During the 1950s, at the height of the struggle for black civil rights, Hillsdale’s football team, led by the intrepid Muddy Waters, refused to play in the Tangerine Bowl because black players were not allowed on the field. Hillsdale’s team would’ve have gone into the 1955 Bowl game with a 9-0 record. 

Your author—yours truly—has had the privilege of teaching at this college for over eighteen years.  To this very day, I am more than proud to note, Hillsdale remains 100% blind when it comes to the color, race, ethnicity, and religion of its students. Not only do we not ask a student to identify any race or ethnicity on his or her application form to the college, but we keep absolutely no data about such things. We believe in character, not skin color. We love intelligence, not appearance. We love the individual, not the group.

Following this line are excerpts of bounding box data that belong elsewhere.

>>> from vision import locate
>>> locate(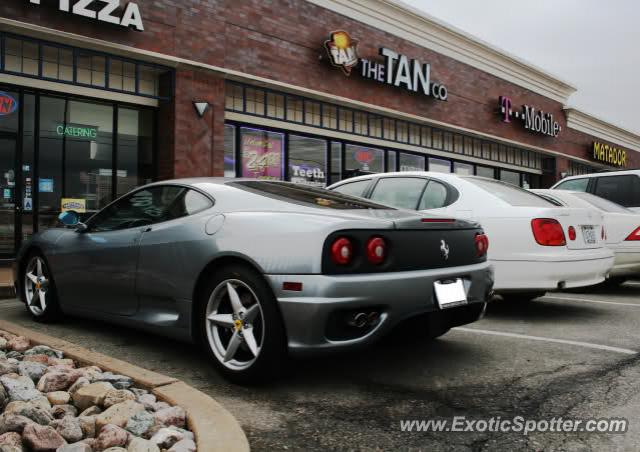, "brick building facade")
[0,0,640,257]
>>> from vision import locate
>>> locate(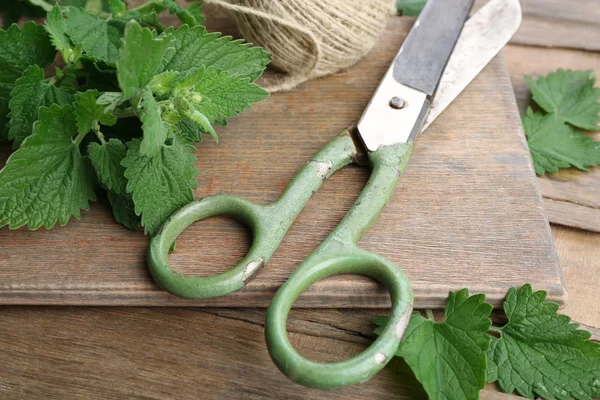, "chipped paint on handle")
[148,131,413,389]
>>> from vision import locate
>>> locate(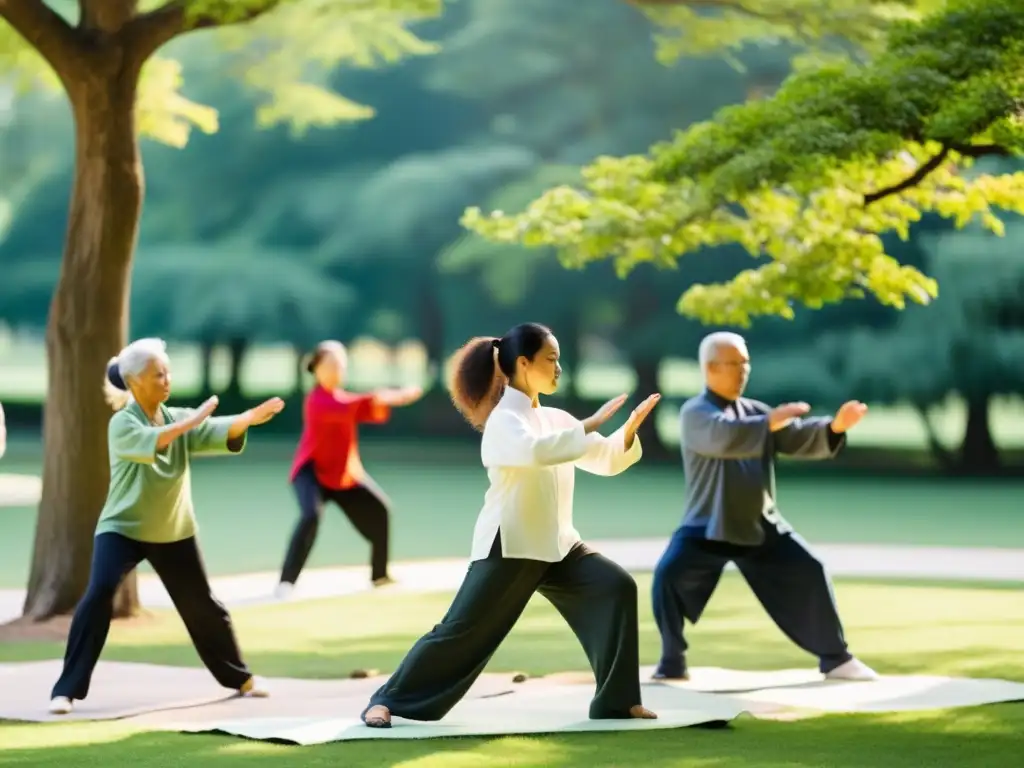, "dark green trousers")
[364,537,641,721]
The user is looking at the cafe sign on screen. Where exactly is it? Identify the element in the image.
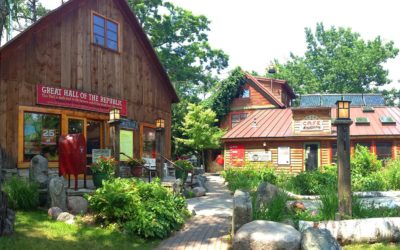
[36,84,127,116]
[300,120,323,131]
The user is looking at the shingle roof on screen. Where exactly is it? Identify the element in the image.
[223,107,400,140]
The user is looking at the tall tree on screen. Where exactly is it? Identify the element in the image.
[128,0,228,155]
[128,0,228,97]
[179,104,224,166]
[275,23,399,94]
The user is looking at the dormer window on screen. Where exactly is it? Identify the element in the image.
[92,13,119,51]
[239,89,250,98]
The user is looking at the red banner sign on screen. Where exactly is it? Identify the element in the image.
[37,84,127,116]
[229,145,244,166]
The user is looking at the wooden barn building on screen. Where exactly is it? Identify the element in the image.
[0,0,179,174]
[221,75,400,173]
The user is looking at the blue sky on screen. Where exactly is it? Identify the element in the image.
[42,0,400,89]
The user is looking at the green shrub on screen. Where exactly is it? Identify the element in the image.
[290,170,337,195]
[350,145,382,177]
[320,187,339,220]
[253,191,291,222]
[384,159,400,190]
[3,177,39,210]
[88,178,189,238]
[222,164,277,191]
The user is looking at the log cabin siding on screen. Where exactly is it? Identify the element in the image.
[0,0,175,169]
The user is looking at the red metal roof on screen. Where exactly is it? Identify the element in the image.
[222,107,400,140]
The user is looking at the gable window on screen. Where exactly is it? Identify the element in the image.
[376,142,392,160]
[239,88,250,98]
[231,113,247,128]
[92,13,119,51]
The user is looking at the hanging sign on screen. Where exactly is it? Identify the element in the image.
[300,120,323,131]
[36,84,127,116]
[229,145,244,166]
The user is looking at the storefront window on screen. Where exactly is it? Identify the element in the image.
[142,127,156,158]
[376,142,392,160]
[24,112,61,161]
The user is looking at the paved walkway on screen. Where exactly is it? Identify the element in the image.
[158,175,232,250]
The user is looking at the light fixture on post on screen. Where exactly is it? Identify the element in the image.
[156,118,165,129]
[333,100,353,219]
[336,101,350,120]
[156,118,165,180]
[108,108,121,177]
[110,108,121,123]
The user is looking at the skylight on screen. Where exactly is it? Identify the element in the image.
[379,116,396,124]
[356,117,369,125]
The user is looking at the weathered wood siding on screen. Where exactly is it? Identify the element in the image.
[0,0,172,168]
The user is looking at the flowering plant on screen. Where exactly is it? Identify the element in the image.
[90,156,116,175]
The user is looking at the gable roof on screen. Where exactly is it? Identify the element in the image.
[222,107,400,141]
[0,0,179,103]
[246,73,286,108]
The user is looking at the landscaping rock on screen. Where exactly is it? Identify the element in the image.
[68,196,89,214]
[255,182,278,210]
[47,207,62,220]
[57,212,75,224]
[192,187,206,197]
[233,220,301,250]
[299,217,400,245]
[232,190,253,234]
[29,155,49,189]
[301,227,342,250]
[49,176,67,211]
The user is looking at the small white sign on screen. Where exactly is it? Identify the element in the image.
[248,151,272,161]
[278,147,290,165]
[300,120,323,131]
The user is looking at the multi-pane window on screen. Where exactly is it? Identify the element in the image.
[24,112,61,161]
[376,142,392,160]
[93,14,118,51]
[232,113,247,128]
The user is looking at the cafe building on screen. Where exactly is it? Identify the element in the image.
[0,0,179,175]
[221,75,400,173]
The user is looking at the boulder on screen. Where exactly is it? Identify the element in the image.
[299,217,400,245]
[233,220,301,250]
[192,187,206,197]
[29,155,49,189]
[57,212,75,224]
[49,176,67,211]
[255,182,279,210]
[301,227,342,250]
[47,207,62,220]
[232,190,253,234]
[68,196,89,214]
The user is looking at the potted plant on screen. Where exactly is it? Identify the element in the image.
[128,157,146,177]
[90,156,116,188]
[174,160,193,183]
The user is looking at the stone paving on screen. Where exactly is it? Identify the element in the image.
[157,175,232,250]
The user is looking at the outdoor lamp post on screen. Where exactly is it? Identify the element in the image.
[108,108,121,177]
[333,100,353,219]
[156,118,165,180]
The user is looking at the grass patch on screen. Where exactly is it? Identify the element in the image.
[0,211,160,250]
[344,243,400,250]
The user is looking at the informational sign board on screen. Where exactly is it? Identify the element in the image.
[119,119,139,130]
[278,147,290,165]
[36,84,127,116]
[41,128,57,145]
[119,129,133,161]
[229,145,244,166]
[300,120,323,131]
[92,148,111,163]
[247,151,272,161]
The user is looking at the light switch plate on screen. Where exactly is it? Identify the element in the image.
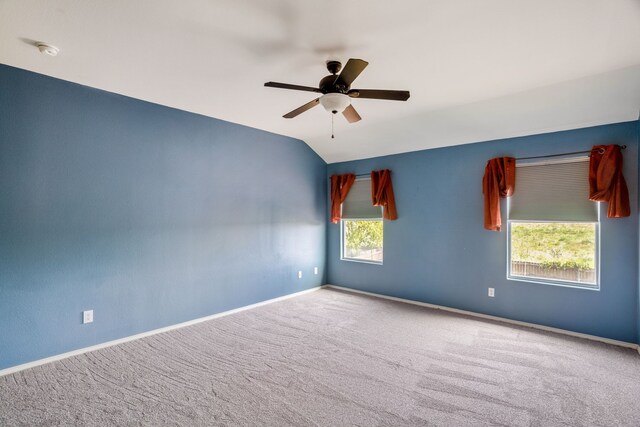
[82,310,93,323]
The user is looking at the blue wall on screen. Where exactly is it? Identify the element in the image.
[0,65,327,369]
[327,122,639,342]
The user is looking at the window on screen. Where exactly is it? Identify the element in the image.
[507,157,599,289]
[341,179,384,264]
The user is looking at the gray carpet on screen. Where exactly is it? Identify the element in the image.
[0,289,640,426]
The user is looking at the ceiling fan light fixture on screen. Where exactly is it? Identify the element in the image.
[320,93,351,114]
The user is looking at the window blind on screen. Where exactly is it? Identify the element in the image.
[509,157,598,222]
[342,179,382,219]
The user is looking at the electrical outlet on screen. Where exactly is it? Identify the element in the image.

Though I can only speak for myself and not for the college (for I have no such authority to do so) as a whole, I can state that far from “specializing in discrimination,” we might be the single best institution in western civilization that adamantly refuses at every level to “specialize in discrimination.”

Though I do not have the privilege of knowing or even understanding Senator Merkley, I can state with certainty that while he makes a show of calling for “equality,” he really means a drab uniformity and collectivized tapioca. As Dr. Arnn, the single best college president in the world, has reminded us many times, we were anti-discrimination long before the Federal Government was. In fact, he notes, the Federal Government finally adopted OUR position on the issue of race and ethnicity, not the other way around. Hillsdale had to remind the United States over and over again of the Founding intent as expressed in the Declaration of Independence and the Northwest Ordinance of 1787.

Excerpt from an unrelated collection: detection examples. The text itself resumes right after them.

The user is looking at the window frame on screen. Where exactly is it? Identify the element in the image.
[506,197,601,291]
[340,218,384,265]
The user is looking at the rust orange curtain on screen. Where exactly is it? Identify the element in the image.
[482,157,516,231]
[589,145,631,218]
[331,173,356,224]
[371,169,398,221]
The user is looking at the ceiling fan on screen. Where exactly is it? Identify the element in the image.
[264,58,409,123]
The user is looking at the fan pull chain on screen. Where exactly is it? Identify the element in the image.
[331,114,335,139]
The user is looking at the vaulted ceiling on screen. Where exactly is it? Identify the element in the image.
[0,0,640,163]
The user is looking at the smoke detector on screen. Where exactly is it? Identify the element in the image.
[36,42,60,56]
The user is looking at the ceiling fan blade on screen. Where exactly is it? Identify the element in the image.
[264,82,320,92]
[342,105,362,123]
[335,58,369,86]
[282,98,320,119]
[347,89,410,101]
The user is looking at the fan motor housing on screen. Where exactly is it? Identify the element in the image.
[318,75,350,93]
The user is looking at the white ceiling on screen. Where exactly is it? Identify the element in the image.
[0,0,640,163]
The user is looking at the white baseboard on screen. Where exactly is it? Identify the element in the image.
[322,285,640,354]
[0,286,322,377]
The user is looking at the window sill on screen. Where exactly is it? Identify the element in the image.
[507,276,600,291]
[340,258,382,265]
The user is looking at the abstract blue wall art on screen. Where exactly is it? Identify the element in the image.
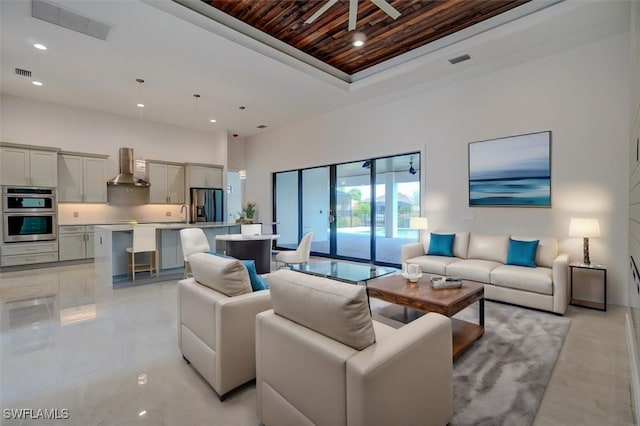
[469,131,551,207]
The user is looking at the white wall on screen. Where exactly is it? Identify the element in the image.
[0,95,227,224]
[629,2,640,306]
[246,34,629,305]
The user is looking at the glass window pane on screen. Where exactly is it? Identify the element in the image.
[336,161,371,260]
[375,154,420,264]
[275,171,298,248]
[302,167,330,254]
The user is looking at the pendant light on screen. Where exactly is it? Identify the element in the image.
[409,157,418,175]
[136,78,144,108]
[238,106,247,180]
[193,93,200,119]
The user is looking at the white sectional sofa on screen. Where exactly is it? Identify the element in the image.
[178,253,271,400]
[402,232,569,315]
[255,269,453,426]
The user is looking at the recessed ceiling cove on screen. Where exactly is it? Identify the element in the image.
[185,0,536,77]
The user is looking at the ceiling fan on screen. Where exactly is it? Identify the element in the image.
[304,0,400,31]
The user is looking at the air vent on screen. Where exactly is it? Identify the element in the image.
[16,68,31,78]
[31,0,111,40]
[449,53,471,65]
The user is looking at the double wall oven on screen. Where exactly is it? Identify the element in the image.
[2,186,58,243]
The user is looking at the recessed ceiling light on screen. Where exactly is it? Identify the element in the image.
[351,32,367,47]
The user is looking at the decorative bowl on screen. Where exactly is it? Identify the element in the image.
[402,272,422,283]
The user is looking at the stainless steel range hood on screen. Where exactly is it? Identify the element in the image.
[107,148,150,187]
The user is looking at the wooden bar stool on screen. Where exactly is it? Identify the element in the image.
[127,225,158,282]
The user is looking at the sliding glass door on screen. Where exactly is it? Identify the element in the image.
[375,154,420,264]
[335,161,372,260]
[300,167,332,255]
[274,153,420,265]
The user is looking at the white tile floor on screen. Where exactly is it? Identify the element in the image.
[0,264,633,426]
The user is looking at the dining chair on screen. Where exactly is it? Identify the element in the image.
[276,232,313,269]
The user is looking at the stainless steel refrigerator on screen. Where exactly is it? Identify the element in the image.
[189,188,224,223]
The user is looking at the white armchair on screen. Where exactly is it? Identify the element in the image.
[276,232,313,266]
[256,269,453,426]
[180,228,211,278]
[178,253,271,400]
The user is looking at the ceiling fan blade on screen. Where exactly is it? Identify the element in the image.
[371,0,400,19]
[304,0,338,24]
[349,0,358,31]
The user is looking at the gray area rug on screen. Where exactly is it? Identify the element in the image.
[371,299,571,426]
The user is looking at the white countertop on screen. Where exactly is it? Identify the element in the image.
[96,222,239,231]
[216,234,280,241]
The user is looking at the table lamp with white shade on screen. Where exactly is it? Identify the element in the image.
[409,217,429,241]
[569,218,600,265]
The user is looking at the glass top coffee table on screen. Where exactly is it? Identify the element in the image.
[291,260,396,284]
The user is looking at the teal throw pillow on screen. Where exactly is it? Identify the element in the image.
[209,251,269,291]
[427,232,456,257]
[240,260,269,291]
[507,238,540,268]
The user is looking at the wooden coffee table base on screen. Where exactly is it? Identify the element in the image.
[367,275,484,361]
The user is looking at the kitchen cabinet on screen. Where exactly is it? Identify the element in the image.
[58,153,108,203]
[0,241,58,267]
[0,145,58,187]
[160,229,184,269]
[187,164,222,188]
[58,225,93,261]
[146,160,184,204]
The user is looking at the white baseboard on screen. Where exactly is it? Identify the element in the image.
[625,313,640,424]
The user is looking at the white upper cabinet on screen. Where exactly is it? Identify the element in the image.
[147,160,184,204]
[82,157,107,203]
[0,146,58,187]
[58,154,107,203]
[187,164,222,188]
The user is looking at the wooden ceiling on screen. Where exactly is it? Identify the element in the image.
[202,0,530,75]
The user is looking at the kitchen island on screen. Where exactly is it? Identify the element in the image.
[216,234,280,274]
[94,222,240,285]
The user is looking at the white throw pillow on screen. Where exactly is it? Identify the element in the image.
[189,253,252,297]
[269,269,376,350]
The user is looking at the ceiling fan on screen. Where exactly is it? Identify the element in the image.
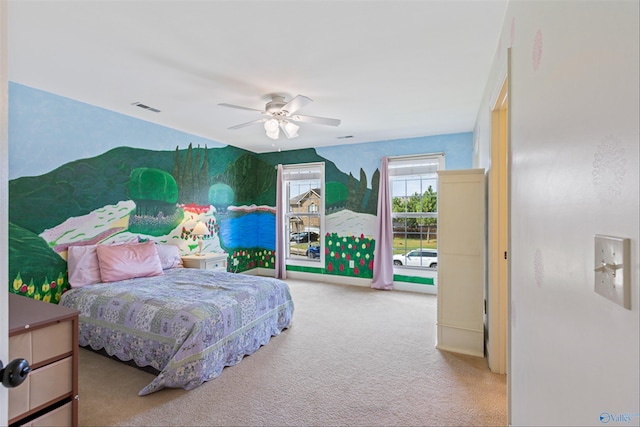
[218,95,340,139]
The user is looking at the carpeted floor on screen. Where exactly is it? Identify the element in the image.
[79,280,507,426]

Rather than speaking about that of which he knows nothing, perhaps Senator Merkley would consent to visit our campus. I would happily show him our statues that so beautifully reveal our devotion to liberal education as well as to the dignity and beauty of each human person, each a unique expression of a majestic Creator. I would happily introduce him to my extraordinary colleagues and to my ever-curious students. I would also take him to Oak Grove Cemetery, a sacred site on the northern most part of town that inters over 300 Civil War veterans as well as the first historian of Hillsdale College, Ransom Dunn. In 1854, he became so disgusted with Washington politics and especially the Democratic Party under Stephen Douglas, that he helped form an independent movement that sought to prevent the extension of slavery in the American West. After much deliberation under a grove of oak trees in Jackson, Michigan, they finally decided on the name, the Republican Party.

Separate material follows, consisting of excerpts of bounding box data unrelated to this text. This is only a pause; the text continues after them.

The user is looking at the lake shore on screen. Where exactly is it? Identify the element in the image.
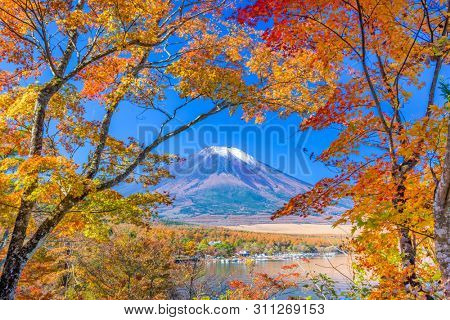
[223,223,352,237]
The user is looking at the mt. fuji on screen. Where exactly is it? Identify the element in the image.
[149,147,348,225]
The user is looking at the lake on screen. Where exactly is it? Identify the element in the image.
[202,255,351,299]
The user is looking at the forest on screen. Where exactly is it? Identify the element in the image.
[0,0,450,300]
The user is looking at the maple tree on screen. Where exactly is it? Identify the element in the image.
[0,0,312,299]
[238,0,450,298]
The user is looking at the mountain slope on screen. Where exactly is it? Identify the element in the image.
[149,147,347,225]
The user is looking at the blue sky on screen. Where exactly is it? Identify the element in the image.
[98,63,449,183]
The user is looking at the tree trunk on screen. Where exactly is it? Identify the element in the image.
[393,175,421,294]
[433,118,450,298]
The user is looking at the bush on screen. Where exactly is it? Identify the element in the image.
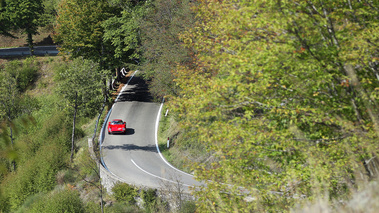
[141,189,157,212]
[5,57,39,91]
[28,189,85,213]
[179,201,196,213]
[112,183,137,204]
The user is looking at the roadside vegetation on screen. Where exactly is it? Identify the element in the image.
[0,0,379,212]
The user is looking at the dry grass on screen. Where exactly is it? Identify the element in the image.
[292,180,379,213]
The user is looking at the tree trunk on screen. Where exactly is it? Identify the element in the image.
[26,32,34,56]
[9,126,16,172]
[70,92,78,163]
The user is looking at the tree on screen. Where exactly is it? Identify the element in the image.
[2,0,44,55]
[0,0,15,38]
[57,58,103,162]
[170,0,379,212]
[53,0,120,68]
[102,1,145,64]
[139,0,194,97]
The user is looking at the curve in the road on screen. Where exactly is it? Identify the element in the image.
[100,72,199,188]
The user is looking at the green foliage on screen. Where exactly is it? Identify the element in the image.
[105,203,144,213]
[56,58,104,116]
[102,3,145,63]
[179,201,196,213]
[141,189,157,212]
[53,0,120,68]
[139,0,194,97]
[112,183,138,204]
[170,1,379,212]
[28,189,85,213]
[4,57,39,92]
[1,144,67,209]
[2,0,44,48]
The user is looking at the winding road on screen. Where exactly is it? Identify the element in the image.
[101,72,200,190]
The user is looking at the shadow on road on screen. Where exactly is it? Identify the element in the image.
[103,144,158,153]
[117,77,153,102]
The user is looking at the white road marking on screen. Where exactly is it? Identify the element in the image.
[131,159,191,187]
[155,99,194,177]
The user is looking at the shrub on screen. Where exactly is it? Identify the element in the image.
[5,57,38,91]
[112,183,137,204]
[28,189,85,213]
[141,189,157,212]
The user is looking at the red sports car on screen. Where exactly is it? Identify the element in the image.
[108,119,126,134]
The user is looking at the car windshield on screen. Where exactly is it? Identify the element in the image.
[112,120,124,124]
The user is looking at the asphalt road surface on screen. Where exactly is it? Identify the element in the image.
[101,74,199,190]
[0,45,59,58]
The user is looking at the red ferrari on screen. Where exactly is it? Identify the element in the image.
[108,119,126,134]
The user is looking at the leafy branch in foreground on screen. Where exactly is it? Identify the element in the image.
[170,0,379,212]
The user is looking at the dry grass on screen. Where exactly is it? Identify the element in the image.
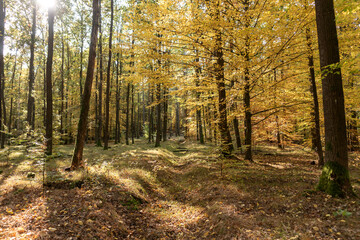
[0,141,360,239]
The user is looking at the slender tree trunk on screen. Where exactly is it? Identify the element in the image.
[125,83,131,145]
[155,83,161,147]
[149,85,154,143]
[8,49,17,134]
[65,44,71,144]
[104,0,114,150]
[0,0,5,148]
[130,84,135,144]
[96,5,104,147]
[26,0,36,129]
[233,117,241,148]
[348,110,359,151]
[45,8,55,155]
[175,101,180,137]
[79,13,85,99]
[115,53,122,144]
[244,0,253,161]
[305,21,324,166]
[162,87,168,142]
[214,6,234,156]
[60,29,65,138]
[315,0,353,197]
[195,50,205,144]
[71,0,100,170]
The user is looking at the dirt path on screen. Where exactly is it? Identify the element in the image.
[0,141,360,239]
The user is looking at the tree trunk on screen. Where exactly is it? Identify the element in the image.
[125,83,131,145]
[155,83,161,147]
[348,110,359,151]
[214,16,234,156]
[315,0,353,197]
[104,0,114,150]
[115,53,122,144]
[162,87,168,142]
[8,50,17,134]
[130,84,135,144]
[71,0,100,170]
[244,0,253,161]
[45,8,55,155]
[233,117,241,148]
[79,13,85,99]
[195,50,205,144]
[95,0,103,147]
[26,0,36,129]
[306,23,324,166]
[59,28,65,139]
[175,101,180,137]
[0,0,5,148]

As a historian at one of the finest institutions of higher learning in existence, I only ask that the Senate neither helps nor hinders us.  Hillsdale College does not take one single penny from the federal government, and our students take not one single penny in loans. Just please leave us alone, and we’ll be fine. Indeed, leave us alone, and we’ll continue to show the world how best to educate and how best to promote the dignity of every single human person regardless of race, ethnicity, religion, etc. 

Bradley J. Birzer is the president of the American Ideas Institute, which publishes TAC. He holds the Russell Amos Kirk Chair in History at Hillsdale College and is the author, most recently, of Russell Kirk: American Conservative.